Robert Hunt

No. 50 – Carolina Panthers
- Position: Guard
- Roster status: Active

Personal information
- Born: August 25, 1996 (age 29) Jasper, Texas, U.S.
- Listed height: 6 ft 6 in (1.98 m)
- Listed weight: 323 lb (147 kg)

Career information
- High school: Burkeville (Burkeville, Texas)
- College: Louisiana (2015–2019)
- NFL draft: 2020: 2nd round, 39th overall pick

Career history
- Miami Dolphins (2020–2023); Carolina Panthers (2024–present);

Awards and highlights
- Pro Bowl (2024); First team All-Sun Belt (2019); Second team All-Sun Belt (2018);

Career NFL statistics as of 2025
- Games played: 79
- Games started: 73
- Stats at Pro Football Reference

= Robert Hunt (American football, born 1996) =

American football player (born 1996)

Robert Hunt (born August 25, 1996) is an American professional football guard for the Carolina Panthers of the National Football League (NFL). He played college football for the Louisiana Ragin' Cajuns.

==Early life==
Hunt was born in Wiergate, Texas, before moving with his family to Fort Worth, Texas at a young age. His family moved back to the Wiergate area briefly before evacuating to Fort Worth after Hurricane Rita and another move back to the Wiergate area resulted in a third move back to Fort Worth after his family's home burned down. Hunt moved back to Newton County to live with his aunt and attended Burkeville High School after his freshman year. He played basketball and football for the Mustangs. Hunt committed to play college football for Louisiana over an offer from Houston.

==College career==
Hunt redshirted his true freshman season at the University of Louisiana at Lafayette. He was named the Ragin' Cajuns starting left guard after spring practice and started all 13 of the team's games as a redshirt freshman. As a redshirt sophomore, Hunt started 11 games (nine at left guard and two at left tackle) while missing one game due to a suspension. As a redshirt junior Hunt started all 14 of the Ragin' Cajuns games and was named second team All-Sun Belt Conference Hunt only played in seven games as a redshirt senior due to a groin injury but was still named first team All-Sun Belt.
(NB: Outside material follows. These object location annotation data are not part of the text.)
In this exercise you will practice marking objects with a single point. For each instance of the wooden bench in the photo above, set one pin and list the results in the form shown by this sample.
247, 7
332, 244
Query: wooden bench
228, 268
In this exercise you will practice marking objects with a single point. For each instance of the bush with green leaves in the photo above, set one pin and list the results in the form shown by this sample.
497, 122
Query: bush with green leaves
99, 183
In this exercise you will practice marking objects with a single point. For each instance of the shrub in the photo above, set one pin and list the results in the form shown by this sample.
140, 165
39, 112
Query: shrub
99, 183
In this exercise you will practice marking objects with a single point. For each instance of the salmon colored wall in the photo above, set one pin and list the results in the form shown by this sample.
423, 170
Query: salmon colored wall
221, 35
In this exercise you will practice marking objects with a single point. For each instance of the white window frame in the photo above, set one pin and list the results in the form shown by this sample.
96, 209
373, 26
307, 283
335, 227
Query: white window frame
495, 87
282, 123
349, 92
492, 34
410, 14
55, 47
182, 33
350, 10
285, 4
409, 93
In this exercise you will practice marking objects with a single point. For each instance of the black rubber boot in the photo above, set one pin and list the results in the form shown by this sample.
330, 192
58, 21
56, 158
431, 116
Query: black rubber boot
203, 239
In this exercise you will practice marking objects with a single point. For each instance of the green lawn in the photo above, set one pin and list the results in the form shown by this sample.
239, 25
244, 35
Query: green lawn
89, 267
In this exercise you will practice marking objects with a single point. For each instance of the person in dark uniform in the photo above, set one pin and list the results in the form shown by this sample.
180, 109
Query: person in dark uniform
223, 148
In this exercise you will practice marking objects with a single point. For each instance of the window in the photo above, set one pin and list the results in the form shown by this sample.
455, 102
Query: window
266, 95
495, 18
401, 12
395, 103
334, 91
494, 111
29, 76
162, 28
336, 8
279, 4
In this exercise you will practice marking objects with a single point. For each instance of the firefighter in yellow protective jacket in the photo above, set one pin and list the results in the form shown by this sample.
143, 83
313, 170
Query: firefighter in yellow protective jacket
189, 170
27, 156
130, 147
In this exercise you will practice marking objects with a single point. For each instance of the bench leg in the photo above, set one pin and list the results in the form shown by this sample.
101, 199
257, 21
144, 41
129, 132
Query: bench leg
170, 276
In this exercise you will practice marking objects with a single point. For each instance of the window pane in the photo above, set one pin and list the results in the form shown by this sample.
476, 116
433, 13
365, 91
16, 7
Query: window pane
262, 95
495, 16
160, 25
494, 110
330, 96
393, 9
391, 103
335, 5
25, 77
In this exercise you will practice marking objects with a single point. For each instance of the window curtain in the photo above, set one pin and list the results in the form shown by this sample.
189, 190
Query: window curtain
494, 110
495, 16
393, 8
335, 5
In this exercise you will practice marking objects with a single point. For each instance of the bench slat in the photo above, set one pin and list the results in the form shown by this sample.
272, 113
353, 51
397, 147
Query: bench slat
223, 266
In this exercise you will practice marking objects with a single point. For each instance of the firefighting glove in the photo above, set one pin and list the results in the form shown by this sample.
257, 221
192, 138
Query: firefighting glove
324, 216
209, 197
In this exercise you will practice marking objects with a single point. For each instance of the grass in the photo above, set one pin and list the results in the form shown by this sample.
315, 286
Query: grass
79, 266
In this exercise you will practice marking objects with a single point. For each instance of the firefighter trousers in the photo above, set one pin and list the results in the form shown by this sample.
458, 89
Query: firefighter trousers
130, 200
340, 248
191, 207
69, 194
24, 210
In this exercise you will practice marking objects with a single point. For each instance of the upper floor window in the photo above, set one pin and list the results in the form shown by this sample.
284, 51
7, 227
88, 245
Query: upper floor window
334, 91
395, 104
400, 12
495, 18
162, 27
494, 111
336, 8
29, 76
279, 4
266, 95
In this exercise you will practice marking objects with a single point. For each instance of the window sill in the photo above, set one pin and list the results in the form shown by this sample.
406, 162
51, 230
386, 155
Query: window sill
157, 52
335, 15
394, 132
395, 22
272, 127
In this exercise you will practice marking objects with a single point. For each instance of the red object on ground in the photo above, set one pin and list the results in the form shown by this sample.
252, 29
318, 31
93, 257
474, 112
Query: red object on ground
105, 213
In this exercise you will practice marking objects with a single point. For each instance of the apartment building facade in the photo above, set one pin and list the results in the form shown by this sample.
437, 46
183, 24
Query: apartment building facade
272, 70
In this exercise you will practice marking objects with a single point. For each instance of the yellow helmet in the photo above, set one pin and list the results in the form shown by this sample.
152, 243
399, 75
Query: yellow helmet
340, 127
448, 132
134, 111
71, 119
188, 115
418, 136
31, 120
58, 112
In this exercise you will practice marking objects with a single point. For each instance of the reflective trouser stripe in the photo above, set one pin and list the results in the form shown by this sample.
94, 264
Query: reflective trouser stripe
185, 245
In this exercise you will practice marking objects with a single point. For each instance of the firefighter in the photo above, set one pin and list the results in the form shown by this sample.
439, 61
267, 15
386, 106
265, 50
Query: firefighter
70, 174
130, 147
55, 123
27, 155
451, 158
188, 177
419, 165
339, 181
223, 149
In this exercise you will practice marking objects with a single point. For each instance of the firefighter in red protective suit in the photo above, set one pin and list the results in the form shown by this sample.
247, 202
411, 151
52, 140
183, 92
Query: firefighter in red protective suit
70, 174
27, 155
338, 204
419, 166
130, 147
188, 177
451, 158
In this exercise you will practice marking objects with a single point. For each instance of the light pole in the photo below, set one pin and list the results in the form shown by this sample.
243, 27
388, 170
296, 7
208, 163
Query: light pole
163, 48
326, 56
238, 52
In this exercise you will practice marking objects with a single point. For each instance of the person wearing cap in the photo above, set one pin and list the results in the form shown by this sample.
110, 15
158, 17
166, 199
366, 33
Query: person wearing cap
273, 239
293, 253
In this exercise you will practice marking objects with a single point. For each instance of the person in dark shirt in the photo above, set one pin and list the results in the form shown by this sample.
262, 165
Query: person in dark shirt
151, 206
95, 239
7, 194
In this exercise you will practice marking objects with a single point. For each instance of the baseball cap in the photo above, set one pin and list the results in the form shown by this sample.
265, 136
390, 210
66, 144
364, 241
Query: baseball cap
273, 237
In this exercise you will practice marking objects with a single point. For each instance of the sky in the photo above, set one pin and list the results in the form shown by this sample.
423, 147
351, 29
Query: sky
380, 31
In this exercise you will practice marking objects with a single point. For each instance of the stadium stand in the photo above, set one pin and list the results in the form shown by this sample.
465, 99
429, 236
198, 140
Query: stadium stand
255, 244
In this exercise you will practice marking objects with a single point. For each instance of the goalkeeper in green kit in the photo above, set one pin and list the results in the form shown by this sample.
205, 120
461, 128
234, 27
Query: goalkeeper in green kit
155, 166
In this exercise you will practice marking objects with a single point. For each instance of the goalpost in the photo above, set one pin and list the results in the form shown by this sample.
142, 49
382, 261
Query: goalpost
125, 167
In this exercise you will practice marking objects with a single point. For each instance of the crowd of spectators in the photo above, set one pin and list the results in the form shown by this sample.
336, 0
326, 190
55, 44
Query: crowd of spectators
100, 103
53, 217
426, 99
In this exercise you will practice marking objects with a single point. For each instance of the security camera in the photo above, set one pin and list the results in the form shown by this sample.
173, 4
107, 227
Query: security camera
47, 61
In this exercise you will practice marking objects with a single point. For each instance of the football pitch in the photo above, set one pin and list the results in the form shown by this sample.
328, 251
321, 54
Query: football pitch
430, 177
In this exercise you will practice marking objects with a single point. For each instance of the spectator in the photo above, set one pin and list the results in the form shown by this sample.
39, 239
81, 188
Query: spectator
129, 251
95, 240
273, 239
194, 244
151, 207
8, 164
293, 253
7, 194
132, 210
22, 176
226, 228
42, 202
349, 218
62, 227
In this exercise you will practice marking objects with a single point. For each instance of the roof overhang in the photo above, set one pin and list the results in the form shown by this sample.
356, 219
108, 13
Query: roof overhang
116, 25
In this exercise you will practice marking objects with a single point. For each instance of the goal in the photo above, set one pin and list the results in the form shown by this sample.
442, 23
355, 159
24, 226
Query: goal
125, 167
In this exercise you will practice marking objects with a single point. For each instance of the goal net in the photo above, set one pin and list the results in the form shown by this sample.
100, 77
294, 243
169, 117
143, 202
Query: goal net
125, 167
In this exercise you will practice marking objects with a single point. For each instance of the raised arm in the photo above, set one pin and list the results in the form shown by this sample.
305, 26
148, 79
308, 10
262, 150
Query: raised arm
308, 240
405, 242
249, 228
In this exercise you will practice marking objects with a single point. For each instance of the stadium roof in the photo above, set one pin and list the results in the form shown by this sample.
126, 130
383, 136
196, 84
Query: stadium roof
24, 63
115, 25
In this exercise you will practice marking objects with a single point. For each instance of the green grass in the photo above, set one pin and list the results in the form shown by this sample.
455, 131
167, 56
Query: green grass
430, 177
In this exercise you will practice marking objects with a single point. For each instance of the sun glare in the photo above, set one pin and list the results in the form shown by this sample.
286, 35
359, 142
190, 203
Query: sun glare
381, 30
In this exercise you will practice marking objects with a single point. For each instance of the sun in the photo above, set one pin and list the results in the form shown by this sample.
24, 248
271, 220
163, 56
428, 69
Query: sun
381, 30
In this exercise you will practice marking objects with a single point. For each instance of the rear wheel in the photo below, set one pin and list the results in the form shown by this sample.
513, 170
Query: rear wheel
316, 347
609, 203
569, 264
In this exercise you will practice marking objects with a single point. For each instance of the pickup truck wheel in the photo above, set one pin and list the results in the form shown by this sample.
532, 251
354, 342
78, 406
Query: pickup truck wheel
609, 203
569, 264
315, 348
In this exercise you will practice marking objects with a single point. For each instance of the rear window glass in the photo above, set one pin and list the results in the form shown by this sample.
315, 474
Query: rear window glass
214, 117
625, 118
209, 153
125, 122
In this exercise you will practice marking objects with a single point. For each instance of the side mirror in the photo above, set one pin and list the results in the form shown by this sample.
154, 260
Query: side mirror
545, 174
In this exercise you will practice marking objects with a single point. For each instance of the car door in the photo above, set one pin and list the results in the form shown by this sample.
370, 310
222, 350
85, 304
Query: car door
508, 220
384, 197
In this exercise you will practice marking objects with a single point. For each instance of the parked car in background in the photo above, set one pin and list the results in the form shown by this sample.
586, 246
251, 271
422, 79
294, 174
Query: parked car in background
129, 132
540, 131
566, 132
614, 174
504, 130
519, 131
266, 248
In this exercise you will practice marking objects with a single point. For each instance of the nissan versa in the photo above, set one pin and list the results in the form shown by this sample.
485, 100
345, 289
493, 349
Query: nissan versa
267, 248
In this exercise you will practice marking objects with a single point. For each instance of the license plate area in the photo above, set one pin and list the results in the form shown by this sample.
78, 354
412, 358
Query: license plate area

He was invited to play in the 2020 Senior Bowl but was unable to participate due to his injury.

==Professional career==

Pre-draft measurables
| Height | Weight | Arm length | Hand span | Wingspan | Wonderlic |
| 6 ft 5+1⁄8 in (1.96 m) | 323 lb (147 kg) | 33+1⁄2 in (0.85 m) | 10+3⁄4 in (0.27 m) | 6 ft 10 in (2.08 m) | 13 |
All values from NFL Combine

===Miami Dolphins===
Hunt was selected by the Miami Dolphins in the second round of the 2020 NFL draft with the 39th pick. Hunt made his NFL debut on September 13, 2020, in the season opener against the New England Patriots. Hunt made his first career start on October 11, in a 43–17 victory over the San Francisco 49ers, lining up at right tackle.

===Carolina Panthers===
On March 13, 2024, Hunt signed a five-year, $100 million contract with the Carolina Panthers. He started all 16 games he played in for Carolina, and received his first career Pro Bowl selection.

Hunt began the 2025 season as one of Carolina's starting guards. In Week 2 against the Arizona Cardinals, Hunt suffered a torn left biceps, an injury that required surgery; he was placed on injured reserve on September 15. Hunt was activated on January 9, 2026, ahead of the team's Wild Card matchup against the Los Angeles Rams.